Ask the expert: How are states placing guardrails around AI? 

U.S. state legislatures are stepping up to place guardrails around artificial intelligence, or AI, technologies in response to the lack of meaningful regulation from the federal government. The resounding defeat in Congress of a proposed moratorium on state-level AI regulation means states are free to continue filling the gap.

Several states have already enacted legislation around the use of AI. All 50 states have introduced various AI-related legislation in 2025.

Here, Anjana Susarla, Omura-Saxena Professor in Responsible AI in Michigan State University’s Broad College of Business, explains the four aspects of AI in particular that stand out from a regulatory perspective: government use of AI, AI in health care, facial recognition and generative AI.

Answers are excerpts from an article originally published in The Conversation.

How is the government currently using AI, and what challenges come along with this?

The oversight and responsible use of AI are especially critical in the public sector. Predictive AI — AI that performs statistical analysis to make forecasts — has transformed many governmental functions, from determining social services eligibility to making recommendations on criminal justice sentencing and parole.

But the widespread use of algorithmic decision-making could have major hidden costs. Potential algorithmic harms posed by AI systems used for government services include racial and gender biases.

How have states started to regulate the use of generative AI?

The widespread use of generative AI has prompted concerns from lawmakers in many states.

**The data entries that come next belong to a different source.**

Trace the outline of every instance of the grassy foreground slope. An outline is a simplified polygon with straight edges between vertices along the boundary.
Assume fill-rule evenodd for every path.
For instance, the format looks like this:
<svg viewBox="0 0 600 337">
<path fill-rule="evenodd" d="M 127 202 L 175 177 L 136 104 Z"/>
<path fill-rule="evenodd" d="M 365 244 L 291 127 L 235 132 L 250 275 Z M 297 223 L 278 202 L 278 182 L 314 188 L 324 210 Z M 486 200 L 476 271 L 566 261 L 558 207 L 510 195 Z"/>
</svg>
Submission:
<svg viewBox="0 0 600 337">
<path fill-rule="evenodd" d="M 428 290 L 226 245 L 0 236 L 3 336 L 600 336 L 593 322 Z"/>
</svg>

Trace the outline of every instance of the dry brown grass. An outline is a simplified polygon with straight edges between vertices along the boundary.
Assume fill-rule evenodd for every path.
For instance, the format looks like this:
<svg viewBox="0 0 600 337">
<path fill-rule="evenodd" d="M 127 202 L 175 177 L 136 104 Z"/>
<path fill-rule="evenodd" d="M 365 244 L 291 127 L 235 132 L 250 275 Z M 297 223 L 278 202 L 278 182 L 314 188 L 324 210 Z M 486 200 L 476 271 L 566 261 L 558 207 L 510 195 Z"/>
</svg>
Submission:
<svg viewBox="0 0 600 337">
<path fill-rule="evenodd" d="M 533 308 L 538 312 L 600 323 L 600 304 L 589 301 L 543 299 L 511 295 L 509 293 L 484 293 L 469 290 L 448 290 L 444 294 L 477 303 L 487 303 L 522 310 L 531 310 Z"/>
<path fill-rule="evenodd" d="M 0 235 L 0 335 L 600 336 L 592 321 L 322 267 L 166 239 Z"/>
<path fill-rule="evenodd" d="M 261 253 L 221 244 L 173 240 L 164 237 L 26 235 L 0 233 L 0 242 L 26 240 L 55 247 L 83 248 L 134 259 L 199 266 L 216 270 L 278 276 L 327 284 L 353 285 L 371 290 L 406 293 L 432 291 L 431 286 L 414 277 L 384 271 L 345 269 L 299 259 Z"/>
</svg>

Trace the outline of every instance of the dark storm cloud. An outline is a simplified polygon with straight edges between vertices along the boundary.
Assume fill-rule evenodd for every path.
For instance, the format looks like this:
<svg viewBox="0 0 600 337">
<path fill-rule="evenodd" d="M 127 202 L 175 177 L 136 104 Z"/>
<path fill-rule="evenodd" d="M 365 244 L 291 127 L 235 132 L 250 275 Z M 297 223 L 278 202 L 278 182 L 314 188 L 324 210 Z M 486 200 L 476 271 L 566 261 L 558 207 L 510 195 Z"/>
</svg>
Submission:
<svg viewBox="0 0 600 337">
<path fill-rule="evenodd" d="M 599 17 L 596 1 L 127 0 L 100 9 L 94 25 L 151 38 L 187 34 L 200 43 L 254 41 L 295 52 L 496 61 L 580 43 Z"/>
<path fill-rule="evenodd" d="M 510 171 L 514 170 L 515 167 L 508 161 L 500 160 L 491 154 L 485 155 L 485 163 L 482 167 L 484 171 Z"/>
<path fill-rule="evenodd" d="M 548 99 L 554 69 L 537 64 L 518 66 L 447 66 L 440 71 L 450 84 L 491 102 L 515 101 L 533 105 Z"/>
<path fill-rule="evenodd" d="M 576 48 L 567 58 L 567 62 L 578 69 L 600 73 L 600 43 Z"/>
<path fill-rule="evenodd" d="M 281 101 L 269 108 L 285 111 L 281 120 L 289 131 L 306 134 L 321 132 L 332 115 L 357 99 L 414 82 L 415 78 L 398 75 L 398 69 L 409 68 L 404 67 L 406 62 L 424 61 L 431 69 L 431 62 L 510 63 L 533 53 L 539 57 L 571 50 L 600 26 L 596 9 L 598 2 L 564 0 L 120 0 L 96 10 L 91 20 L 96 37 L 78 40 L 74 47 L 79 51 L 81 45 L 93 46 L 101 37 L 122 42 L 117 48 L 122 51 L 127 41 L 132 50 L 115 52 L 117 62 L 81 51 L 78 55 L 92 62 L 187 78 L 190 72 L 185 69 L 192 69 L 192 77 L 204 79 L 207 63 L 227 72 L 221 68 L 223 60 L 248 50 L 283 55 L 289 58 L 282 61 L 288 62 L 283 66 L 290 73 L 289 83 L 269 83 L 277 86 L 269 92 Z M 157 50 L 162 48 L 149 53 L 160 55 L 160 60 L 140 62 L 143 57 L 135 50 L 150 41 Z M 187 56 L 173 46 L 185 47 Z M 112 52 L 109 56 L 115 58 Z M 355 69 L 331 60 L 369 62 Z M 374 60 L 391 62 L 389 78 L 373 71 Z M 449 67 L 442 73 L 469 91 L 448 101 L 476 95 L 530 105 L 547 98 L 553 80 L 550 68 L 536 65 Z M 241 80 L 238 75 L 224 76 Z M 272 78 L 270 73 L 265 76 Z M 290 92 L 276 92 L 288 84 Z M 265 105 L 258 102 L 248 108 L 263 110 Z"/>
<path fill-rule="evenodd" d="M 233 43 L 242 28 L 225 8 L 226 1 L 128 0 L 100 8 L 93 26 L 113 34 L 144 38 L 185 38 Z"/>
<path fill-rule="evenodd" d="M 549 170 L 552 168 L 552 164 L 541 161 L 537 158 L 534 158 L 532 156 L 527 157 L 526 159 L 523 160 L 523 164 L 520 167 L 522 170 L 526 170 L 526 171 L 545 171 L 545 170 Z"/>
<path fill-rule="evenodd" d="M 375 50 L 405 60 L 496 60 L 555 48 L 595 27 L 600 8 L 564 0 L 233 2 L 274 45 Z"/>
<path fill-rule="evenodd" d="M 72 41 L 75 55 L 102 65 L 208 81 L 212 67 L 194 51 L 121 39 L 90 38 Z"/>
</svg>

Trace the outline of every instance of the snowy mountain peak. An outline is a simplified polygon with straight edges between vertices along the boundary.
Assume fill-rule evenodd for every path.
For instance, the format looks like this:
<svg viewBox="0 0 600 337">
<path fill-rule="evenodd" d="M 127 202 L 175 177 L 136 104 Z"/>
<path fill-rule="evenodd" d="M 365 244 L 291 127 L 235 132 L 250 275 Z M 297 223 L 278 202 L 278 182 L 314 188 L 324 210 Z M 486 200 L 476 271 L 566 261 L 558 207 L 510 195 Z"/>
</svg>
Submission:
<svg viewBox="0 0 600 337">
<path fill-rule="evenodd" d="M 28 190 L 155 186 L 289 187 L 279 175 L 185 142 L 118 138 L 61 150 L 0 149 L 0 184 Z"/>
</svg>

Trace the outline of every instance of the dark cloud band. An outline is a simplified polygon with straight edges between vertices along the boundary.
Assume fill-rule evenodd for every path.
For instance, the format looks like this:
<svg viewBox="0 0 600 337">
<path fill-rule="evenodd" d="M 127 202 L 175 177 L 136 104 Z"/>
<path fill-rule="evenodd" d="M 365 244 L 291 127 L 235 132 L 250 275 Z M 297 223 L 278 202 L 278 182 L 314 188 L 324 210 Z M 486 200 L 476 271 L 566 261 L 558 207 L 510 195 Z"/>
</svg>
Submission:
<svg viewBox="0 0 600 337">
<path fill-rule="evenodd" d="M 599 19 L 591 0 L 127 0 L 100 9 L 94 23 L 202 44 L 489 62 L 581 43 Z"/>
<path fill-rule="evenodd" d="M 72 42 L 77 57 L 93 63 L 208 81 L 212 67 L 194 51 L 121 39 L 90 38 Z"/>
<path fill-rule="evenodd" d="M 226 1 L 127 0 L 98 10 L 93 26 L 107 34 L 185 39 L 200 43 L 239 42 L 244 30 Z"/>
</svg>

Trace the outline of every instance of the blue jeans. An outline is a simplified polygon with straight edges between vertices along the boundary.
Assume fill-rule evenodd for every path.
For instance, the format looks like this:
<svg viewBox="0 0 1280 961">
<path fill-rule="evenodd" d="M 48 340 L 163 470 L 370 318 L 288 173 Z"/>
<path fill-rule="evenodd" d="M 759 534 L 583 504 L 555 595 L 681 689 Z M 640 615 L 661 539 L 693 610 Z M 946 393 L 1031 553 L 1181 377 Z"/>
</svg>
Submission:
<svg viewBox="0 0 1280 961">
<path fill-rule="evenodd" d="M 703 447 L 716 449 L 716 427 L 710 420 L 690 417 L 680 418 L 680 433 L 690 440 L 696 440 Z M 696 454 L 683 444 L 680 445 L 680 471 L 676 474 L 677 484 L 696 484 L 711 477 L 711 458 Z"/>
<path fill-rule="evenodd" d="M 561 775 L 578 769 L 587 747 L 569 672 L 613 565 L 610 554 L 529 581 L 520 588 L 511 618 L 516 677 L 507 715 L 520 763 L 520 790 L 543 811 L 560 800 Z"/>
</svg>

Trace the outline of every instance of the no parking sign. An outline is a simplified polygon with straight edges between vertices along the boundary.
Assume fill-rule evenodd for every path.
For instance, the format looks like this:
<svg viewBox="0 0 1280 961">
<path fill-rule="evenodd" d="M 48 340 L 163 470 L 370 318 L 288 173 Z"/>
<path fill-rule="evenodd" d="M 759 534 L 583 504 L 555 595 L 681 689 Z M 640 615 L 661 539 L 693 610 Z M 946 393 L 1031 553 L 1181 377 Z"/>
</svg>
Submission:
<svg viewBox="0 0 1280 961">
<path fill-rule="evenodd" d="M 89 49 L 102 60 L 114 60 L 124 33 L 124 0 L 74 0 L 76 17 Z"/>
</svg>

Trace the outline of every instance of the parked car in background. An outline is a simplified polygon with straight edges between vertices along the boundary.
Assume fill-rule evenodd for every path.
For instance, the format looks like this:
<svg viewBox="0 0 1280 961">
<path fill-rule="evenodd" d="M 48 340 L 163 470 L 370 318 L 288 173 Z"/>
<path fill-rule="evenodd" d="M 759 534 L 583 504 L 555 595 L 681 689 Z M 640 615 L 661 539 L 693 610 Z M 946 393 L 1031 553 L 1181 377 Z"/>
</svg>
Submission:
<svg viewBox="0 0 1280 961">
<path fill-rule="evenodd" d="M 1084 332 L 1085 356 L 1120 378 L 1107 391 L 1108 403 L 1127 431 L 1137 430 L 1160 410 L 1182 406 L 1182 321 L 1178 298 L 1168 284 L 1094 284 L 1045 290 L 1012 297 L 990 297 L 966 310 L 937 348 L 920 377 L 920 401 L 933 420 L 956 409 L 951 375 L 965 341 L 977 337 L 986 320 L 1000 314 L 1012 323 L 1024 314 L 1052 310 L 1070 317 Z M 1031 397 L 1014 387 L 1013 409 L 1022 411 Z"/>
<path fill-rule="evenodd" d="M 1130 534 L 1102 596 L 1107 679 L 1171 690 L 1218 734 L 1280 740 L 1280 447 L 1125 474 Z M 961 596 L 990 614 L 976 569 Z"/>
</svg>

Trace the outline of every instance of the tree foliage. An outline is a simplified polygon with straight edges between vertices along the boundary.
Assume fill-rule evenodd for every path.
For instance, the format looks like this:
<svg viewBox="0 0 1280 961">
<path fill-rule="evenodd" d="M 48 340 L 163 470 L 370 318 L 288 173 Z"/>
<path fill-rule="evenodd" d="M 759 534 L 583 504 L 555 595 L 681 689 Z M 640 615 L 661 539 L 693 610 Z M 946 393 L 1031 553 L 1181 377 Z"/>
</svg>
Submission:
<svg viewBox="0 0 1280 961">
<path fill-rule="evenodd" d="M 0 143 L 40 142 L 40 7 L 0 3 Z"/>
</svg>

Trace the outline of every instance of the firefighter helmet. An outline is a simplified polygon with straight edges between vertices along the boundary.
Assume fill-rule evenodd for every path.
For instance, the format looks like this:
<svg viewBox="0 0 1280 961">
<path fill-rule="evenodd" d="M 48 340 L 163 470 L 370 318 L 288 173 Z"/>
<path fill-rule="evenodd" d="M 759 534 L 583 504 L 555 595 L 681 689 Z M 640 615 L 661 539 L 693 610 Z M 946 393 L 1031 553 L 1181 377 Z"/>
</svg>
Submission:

Utah’s Artificial Intelligence Policy Act requires individuals and organizations to clearly disclose when they’re using generative AI systems to interact with someone when that person asks if AI is being used, though the legislature subsequently narrowed the scope to interactions that could involve dispensing advice or collecting sensitive information.

Last year, California passed AB 2013, a generative AI law that requires developers to post information on their websites about the data used to train their AI systems, including foundation models. Foundation models are any AI model that is trained on extremely large datasets and that can be adapted to a wide range of tasks without additional training.

How are states working to address potential challenges and harms that come with the use of AI?

Recognizing the potential for algorithmic harms, state legislatures have introduced bills focused on public sector use of AI, with emphasis on transparency, consumer protections and recognizing risks of AI deployment.

Several states have required AI developers to disclose risks posed by their systems, while others have set requirements that AI developers adopt risk management frameworks — methods for addressing security and privacy in the development process — for AI systems involved in critical infrastructure.

How are states attempting to regulate the use of AI in health care?

In the first half of 2025, 34 states introduced over 250 AI-related health bills. The bills generally fall into four categories: disclosure requirements, consumer protection, insurers’ use of AI and clinicians’ use of AI.

Bills about transparency define disclosure requirements for information that AI system developers and organizations use.

Consumer protection bills aim to keep AI systems from unfairly discriminating against some people and ensure that users of the systems have a way to contest decisions made using the technology.

Bills covering insurers provide oversight of the payers’ use of AI to make decisions about health care approvals and payments. And bills about clinical uses of AI regulate use of the technology in diagnosing and treating patients.

What are the potential harms of using facial recognition technology?

In the U.S., a long-standing legal doctrine that applies to privacy protection issues, including facial surveillance, is to protect individual autonomy against interference from the government. In this context, facial recognition technologies pose significant privacy challenges as well as risks from potential biases.

Facial recognition software, commonly used in predictive policing and national security, has exhibited biases against people of color and, consequently, is often considered a threat to civil liberties. A pathbreaking study by computer scientists Joy Buolamwini and Timnit Gebru found that facial recognition software poses significant challenges for Black people and other historically disadvantaged minorities. Facial recognition software was less likely to correctly identify darker faces.

Bias also creeps into the data used to train these algorithms; for example, it can be introduced when the composition of teams that guide the development of such facial recognition software lack diversity.

By the end of 2024, 15 states in the U.S. had enacted laws to limit the potential harms from facial recognition. Some elements of state-level regulations are requirements on vendors to publish bias test reports and data management practices, as well as the need for human review in the use of these technologies.

What are states doing to try and regulate AI in the absence of federal regulation?

In the absence of a comprehensive federal legislative framework, states have tried to address the gap by moving forward with their own legislative efforts. While such a patchwork of laws may complicate AI developers’ compliance efforts, I believe that states can provide important and needed oversight on privacy, civil rights and consumer protections.

Meanwhile, the Trump administration announced its AI Action Plan on July 23, 2025. The plan says “The federal government should not allow AI-related federal funding to be directed toward states with burdensome AI regulations . . .”

The move could hinder state efforts to regulate AI if states have to weigh regulations that might run afoul of the administration’s definition of burdensome against needed federal funding for AI.